Через пару часов мы доползли до места. Это было, похоже… было, похоже… не знаю. Но кажется где-то район будущего Белорусского вокзала. Низкорослые кривые деревца, выросшие по вдоль улочки, высокий бревенчатый забор за которым в громком лае заходились пара барбосов. Деревянная мостовая из не ошкуренных бревен (всю душу вытряхнуло), тротуар вдоль стен домов, довольно чистенько. Степан, подошел и застучал кулаком по доскам крепких ворот. — Ефим! Чтоб тебя черти в аду на сковородку голой задницей посадили, открывай зараза.

Я поморщился, — Обязательно на всю улицу орать?

— Да они любят дружку, Степка да Ефимка.
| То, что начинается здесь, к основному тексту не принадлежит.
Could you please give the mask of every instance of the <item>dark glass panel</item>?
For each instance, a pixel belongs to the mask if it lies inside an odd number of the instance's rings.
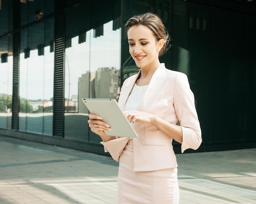
[[[242,139],[243,19],[243,13],[213,8],[211,142]]]
[[[256,135],[256,16],[246,15],[245,20],[244,134],[251,140]]]
[[[54,10],[54,2],[52,0],[28,0],[25,3],[21,2],[21,26],[38,20],[52,13]]]
[[[209,141],[210,8],[174,1],[173,69],[186,74],[195,98],[204,142]]]

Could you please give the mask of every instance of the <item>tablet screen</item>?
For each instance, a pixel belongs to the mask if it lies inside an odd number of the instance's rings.
[[[89,111],[100,116],[110,126],[111,130],[105,131],[107,135],[138,137],[138,135],[117,101],[110,99],[82,99]]]

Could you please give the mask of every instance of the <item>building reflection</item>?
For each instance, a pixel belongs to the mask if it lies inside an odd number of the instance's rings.
[[[98,68],[87,72],[78,78],[78,95],[65,99],[65,112],[88,113],[82,98],[110,98],[117,101],[120,94],[120,70],[115,67]]]

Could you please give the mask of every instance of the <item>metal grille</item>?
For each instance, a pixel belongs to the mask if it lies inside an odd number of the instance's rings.
[[[65,28],[64,14],[55,17],[53,135],[63,137]]]
[[[20,32],[13,34],[13,76],[12,90],[12,117],[11,128],[18,130],[19,128],[19,67],[20,66]]]

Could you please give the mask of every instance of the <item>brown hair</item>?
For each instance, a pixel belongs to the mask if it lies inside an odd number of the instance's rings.
[[[164,40],[163,47],[159,52],[159,56],[162,55],[169,47],[167,45],[170,40],[169,34],[161,18],[156,14],[146,13],[134,16],[130,18],[126,24],[126,32],[135,25],[142,25],[149,28],[155,36],[157,41],[161,39]]]

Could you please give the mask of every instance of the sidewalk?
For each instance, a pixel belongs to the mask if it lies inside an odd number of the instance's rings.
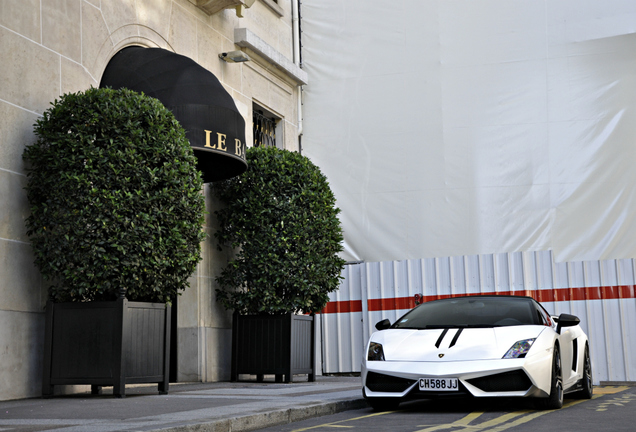
[[[304,377],[295,377],[297,380]],[[316,382],[127,386],[126,398],[88,393],[0,402],[0,431],[250,431],[366,407],[359,377]]]

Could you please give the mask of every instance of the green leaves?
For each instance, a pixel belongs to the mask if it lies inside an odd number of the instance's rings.
[[[237,248],[217,278],[217,300],[240,313],[316,312],[344,260],[339,209],[311,161],[276,148],[247,150],[248,170],[214,184],[220,246]]]
[[[164,302],[201,259],[201,178],[185,132],[158,100],[90,89],[36,122],[27,233],[55,301]]]

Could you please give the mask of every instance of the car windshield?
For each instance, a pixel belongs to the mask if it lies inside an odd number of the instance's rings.
[[[471,296],[423,303],[397,320],[392,328],[431,329],[540,325],[528,297]]]

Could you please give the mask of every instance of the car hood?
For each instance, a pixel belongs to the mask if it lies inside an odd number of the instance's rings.
[[[451,328],[376,332],[386,361],[460,361],[500,359],[520,340],[536,338],[547,327],[523,325],[495,328]],[[461,330],[461,331],[460,331]]]

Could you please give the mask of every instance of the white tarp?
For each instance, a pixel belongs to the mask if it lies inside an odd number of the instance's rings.
[[[302,0],[345,258],[636,257],[636,2]]]

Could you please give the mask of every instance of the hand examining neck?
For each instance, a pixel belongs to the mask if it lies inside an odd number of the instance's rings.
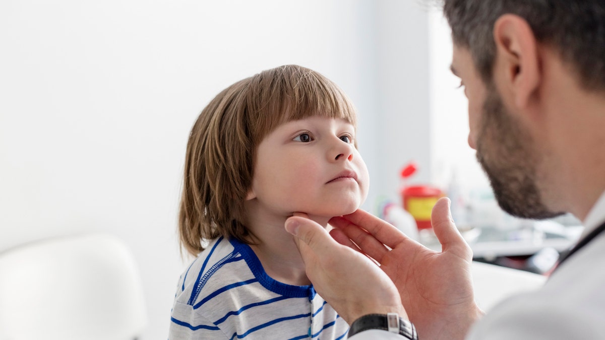
[[[329,219],[314,217],[314,220],[322,223],[324,227]],[[284,230],[286,220],[284,217],[275,221],[249,220],[247,226],[255,235],[252,241],[256,243],[250,247],[272,278],[287,284],[310,285],[293,237]]]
Где б не повстречались, орут как псом покусанные. — Макар, стоящий рядом с кобылкой поправлял что-то из её системы управления.

— А как же…

— С Анькой у них по ладу пошло. Ефимка был сопротив, не хотел, чтоб его кровинка за татя пошла. Да…

— Макарка! — В тоне Степана было столько осуждения…

Обращаясь ко мне, продолжил, — Не знаю, где его со всем семейством носит. Чего стоим, Макарка. Давай ко мне.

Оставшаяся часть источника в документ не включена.